Automate or Fall Behind
Automate or Fall Behind
If you’ve been treating Claude or Gemini like a fancy autocomplete — “write me a function, refactor this file, explain this regex” — you’re using the easy mode. The compounding mode is the thing nobody talks about clearly. It’s not about AI making code. It’s about AI running the operational work around your code. The reviews. The triage. The rollups. The “what changed since I went to bed” question that used to take twenty minutes of clicking around.
Let me show you what that looks like first thing in the morning.

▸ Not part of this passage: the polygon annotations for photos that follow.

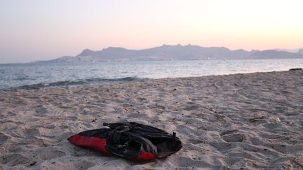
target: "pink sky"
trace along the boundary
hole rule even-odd
[[[303,48],[302,1],[0,1],[0,63],[162,44]]]

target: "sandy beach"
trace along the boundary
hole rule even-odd
[[[67,140],[121,121],[184,146],[135,162]],[[0,91],[0,169],[302,169],[302,70]]]

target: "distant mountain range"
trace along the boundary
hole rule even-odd
[[[65,56],[38,62],[76,62],[110,61],[245,59],[303,59],[303,49],[297,52],[281,50],[231,50],[224,47],[206,48],[198,45],[168,45],[144,50],[128,50],[109,47],[99,51],[84,50],[75,57]]]

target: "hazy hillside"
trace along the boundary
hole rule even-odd
[[[303,50],[297,53],[274,50],[246,51],[240,49],[231,50],[224,47],[205,48],[191,45],[163,45],[162,46],[143,50],[128,50],[123,48],[109,47],[99,51],[86,49],[76,57],[65,56],[46,62],[73,62],[274,58],[303,58]]]

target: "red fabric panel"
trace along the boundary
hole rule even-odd
[[[139,155],[139,156],[137,157],[137,160],[154,160],[156,159],[157,157],[149,152],[147,152],[145,150],[142,150],[141,151],[140,154]]]
[[[101,151],[104,154],[109,154],[105,144],[106,139],[98,137],[83,136],[75,134],[68,139],[68,141],[75,146],[83,146],[90,149]]]

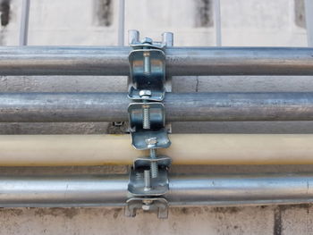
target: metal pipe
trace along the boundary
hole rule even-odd
[[[125,93],[0,93],[0,122],[123,122]],[[169,93],[169,122],[312,121],[313,93]]]
[[[0,47],[0,75],[129,75],[131,47]],[[313,48],[168,47],[168,75],[313,75]]]
[[[173,164],[312,164],[311,134],[172,134]],[[131,164],[129,135],[0,135],[1,166]],[[0,188],[1,189],[1,188]]]
[[[170,206],[308,203],[313,174],[170,175]],[[127,175],[1,176],[1,207],[124,206]]]
[[[27,46],[29,38],[30,0],[22,0],[20,27],[20,46]]]
[[[221,3],[214,0],[214,24],[216,29],[216,46],[222,46]]]
[[[117,45],[124,46],[125,38],[125,0],[120,0],[118,5],[118,35]]]

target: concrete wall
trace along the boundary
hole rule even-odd
[[[18,44],[21,0],[9,3],[0,44]],[[1,2],[1,0],[0,0]],[[223,46],[306,46],[301,0],[221,0]],[[5,6],[5,5],[4,5]],[[214,46],[212,9],[207,0],[126,0],[126,30],[159,38],[173,31],[176,46]],[[30,45],[117,44],[118,1],[31,0]],[[4,17],[5,18],[5,17]],[[3,18],[1,18],[3,19]],[[4,19],[5,20],[5,19]],[[311,77],[176,77],[174,92],[313,91]],[[125,91],[125,77],[0,77],[1,92]],[[312,133],[311,122],[173,123],[173,132]],[[0,123],[1,134],[106,133],[112,123]],[[174,167],[174,172],[303,172],[311,166]],[[10,169],[11,171],[12,169]],[[21,170],[21,169],[20,169]],[[17,172],[20,172],[17,171]],[[2,169],[2,172],[8,171]],[[25,170],[21,170],[25,171]],[[33,172],[34,169],[27,171]],[[50,169],[62,173],[64,169]],[[95,169],[66,168],[66,172]],[[101,172],[126,168],[97,168]],[[0,234],[310,234],[309,205],[173,208],[169,219],[140,214],[124,218],[121,209],[1,209]]]

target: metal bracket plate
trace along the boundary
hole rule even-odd
[[[137,209],[144,211],[157,211],[159,219],[167,219],[168,203],[163,197],[137,198],[132,197],[126,201],[125,215],[135,217]]]

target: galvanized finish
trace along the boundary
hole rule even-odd
[[[0,122],[122,122],[129,103],[124,93],[0,93]],[[168,93],[164,104],[169,122],[313,120],[311,92]]]
[[[136,38],[136,37],[134,37]],[[128,75],[130,47],[0,47],[0,75]],[[177,75],[313,75],[313,48],[168,47]]]
[[[313,174],[171,175],[170,206],[312,202]],[[1,176],[0,206],[125,205],[127,175]]]

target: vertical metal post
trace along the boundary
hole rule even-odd
[[[216,45],[222,46],[222,31],[221,31],[221,4],[220,0],[214,0],[214,23],[216,28]]]
[[[20,28],[20,46],[27,46],[30,0],[22,0]]]
[[[120,0],[119,2],[118,15],[118,46],[124,46],[125,0]]]
[[[313,1],[305,0],[305,15],[306,15],[306,25],[307,25],[307,37],[308,46],[313,46]]]

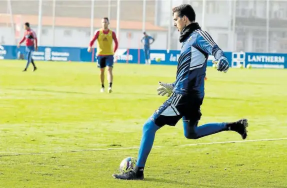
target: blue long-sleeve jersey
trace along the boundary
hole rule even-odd
[[[182,42],[173,91],[184,95],[204,94],[204,77],[208,55],[226,57],[206,31],[197,29]]]

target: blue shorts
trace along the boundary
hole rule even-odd
[[[26,52],[30,52],[35,51],[35,47],[34,45],[26,46]]]
[[[184,95],[174,93],[150,117],[160,127],[174,126],[184,117],[185,121],[197,125],[200,119],[200,106],[204,98],[198,96]]]
[[[104,68],[106,66],[112,67],[114,66],[114,55],[98,55],[98,67]]]
[[[150,59],[150,47],[144,46],[144,59]]]

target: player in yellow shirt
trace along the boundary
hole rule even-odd
[[[96,31],[94,38],[90,42],[88,51],[92,51],[92,47],[96,40],[97,40],[96,58],[98,67],[100,69],[100,81],[102,88],[100,92],[104,92],[104,69],[108,67],[108,81],[109,86],[108,92],[112,93],[112,67],[114,66],[114,54],[116,49],[118,43],[114,32],[108,27],[110,22],[106,17],[102,19],[102,28]],[[113,48],[112,41],[114,41],[114,48]]]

$ claude what-needs-eyes-today
The 4-Minute Morning
I open my laptop. Before I touch anything else, I ask Claude one question:
What needs my eyes today across my projects?
Four seconds later:
- 2 Renovate PRs on
pinball-analytics— one passes tests, one’s a major version bump worth a closer look- 1 Duplicati backup failed at 2 AM — disk-full on the NAS
- 3 Uptime Kuma alerts cleared themselves overnight (no action needed, but you should see them)
- 1 article in
Working/failed sanitization review — flagged a hostname that needs to be generic-ified before publish
I make four decisions in four minutes. Approve the green PR. Ask Claude what the major bump actually touches. Tell it to open a runbook for the disk-full alert. Look at the sanitization flag and confirm it’s a false positive.
Then I get coffee.
This is what AI is actually for.
Most of you are using 10% of it.
I’m one person. I run multiple homelab projects. I haven’t manually triaged a queue in months. And I still own every decision — because I’m still the human in the loop. AI just stopped being the thing I asked, and started being the thing I delegated to.
That distinction is the whole article.
$ cat automation-examples.log
What This Actually Looks Like
Two examples. Both run in my homelab. Both replaced something I used to do by hand.

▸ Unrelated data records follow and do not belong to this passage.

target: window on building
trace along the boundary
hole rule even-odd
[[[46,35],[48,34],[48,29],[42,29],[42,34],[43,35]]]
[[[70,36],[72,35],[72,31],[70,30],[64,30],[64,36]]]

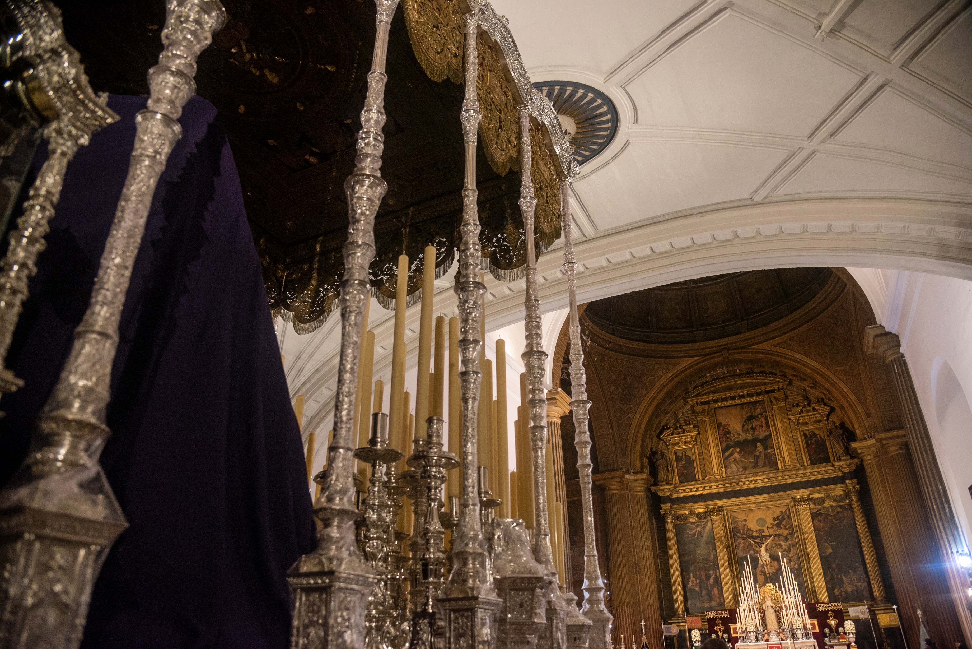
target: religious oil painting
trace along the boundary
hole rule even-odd
[[[676,449],[673,453],[675,454],[675,474],[678,483],[694,483],[697,481],[699,474],[696,469],[698,461],[695,449],[693,447],[684,447],[682,449]]]
[[[679,523],[675,530],[688,612],[702,613],[725,608],[712,522]]]
[[[827,451],[827,440],[820,430],[811,428],[803,431],[803,439],[807,443],[807,459],[810,464],[826,464],[830,461]]]
[[[830,601],[869,600],[871,589],[853,511],[848,505],[828,505],[812,512],[811,518]]]
[[[779,469],[766,402],[748,401],[715,409],[722,468],[727,476]]]
[[[752,570],[758,586],[777,584],[785,558],[804,596],[803,560],[797,548],[793,519],[788,504],[759,505],[731,512],[733,545],[740,571]]]

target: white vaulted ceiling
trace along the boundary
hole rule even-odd
[[[779,267],[972,279],[965,0],[491,2],[534,82],[586,84],[618,109],[573,182],[578,302]],[[567,306],[559,245],[538,262],[548,313]],[[456,314],[452,283],[436,282],[436,313]],[[488,330],[522,322],[523,280],[486,283]],[[372,302],[376,378],[391,316]],[[413,368],[418,306],[406,327]],[[305,433],[330,424],[339,329],[335,313],[281,331]]]
[[[582,82],[619,109],[573,184],[589,237],[753,202],[972,198],[964,2],[493,5],[534,81]]]

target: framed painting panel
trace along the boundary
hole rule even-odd
[[[733,545],[740,573],[748,564],[756,585],[780,581],[781,559],[785,558],[800,593],[807,596],[803,583],[803,558],[797,546],[789,504],[760,504],[730,512]]]
[[[715,409],[715,426],[725,476],[780,468],[765,399]]]
[[[827,439],[819,428],[803,429],[804,448],[807,450],[808,464],[830,463],[830,451],[827,451]]]
[[[695,447],[681,447],[672,450],[675,479],[678,484],[694,483],[699,478],[699,456]]]
[[[712,522],[678,523],[676,523],[675,533],[678,542],[678,561],[681,564],[687,612],[703,613],[725,608]]]
[[[830,601],[869,601],[871,587],[850,506],[828,505],[812,511],[810,518]]]

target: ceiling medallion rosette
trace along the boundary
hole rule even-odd
[[[607,149],[617,134],[617,108],[596,88],[570,81],[544,81],[534,88],[550,100],[565,130],[570,130],[568,141],[577,164]]]

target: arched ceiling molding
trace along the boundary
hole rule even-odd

Renovate / Dependabot triage
Renovate ships PRs at me when dependencies update. Used to be a pile of tabs. Now it’s a conversation.
Me: Summarize the open Renovate PRs on pinball-analytics. Anything that looks risky?
Claude: Three open. Two are patch bumps, both green, both touch only test fixtures — safe to merge. The third is a major version bump on
pg(Postgres driver) — touches the connection pool config, breaking changes in the changelog around timeout behavior. I’d not auto-merge that one. Want me to open it and read the breaking-changes section?
That’s the gain. Not “AI wrote a script.” Not “AI deployed something.” AI read the queue, applied judgment, and surfaced the one that needs a human. I look at the one. The other two get a thumbs-up.
The tools to do this come built into Claude Code and Gemini CLI. You don’t need a third-party orchestrator. You don’t need a custom agent. You don’t need OpenClaw — especially not OpenClaw, but we’ll get to that.
Backup monitoring
I have multiple backup systems running across the homelab. Used to mean opening multiple dashboards every morning. Now it’s one ask:
Me: Anything overnight on backups?
Claude: PBS jobs all green. Duplicati on the NAS failed at 02:14 — destination disk reports 94% full. Last successful job was last night’s incremental, so you’re not behind, but the next full will fail unless we free space or expand. Want the runbook?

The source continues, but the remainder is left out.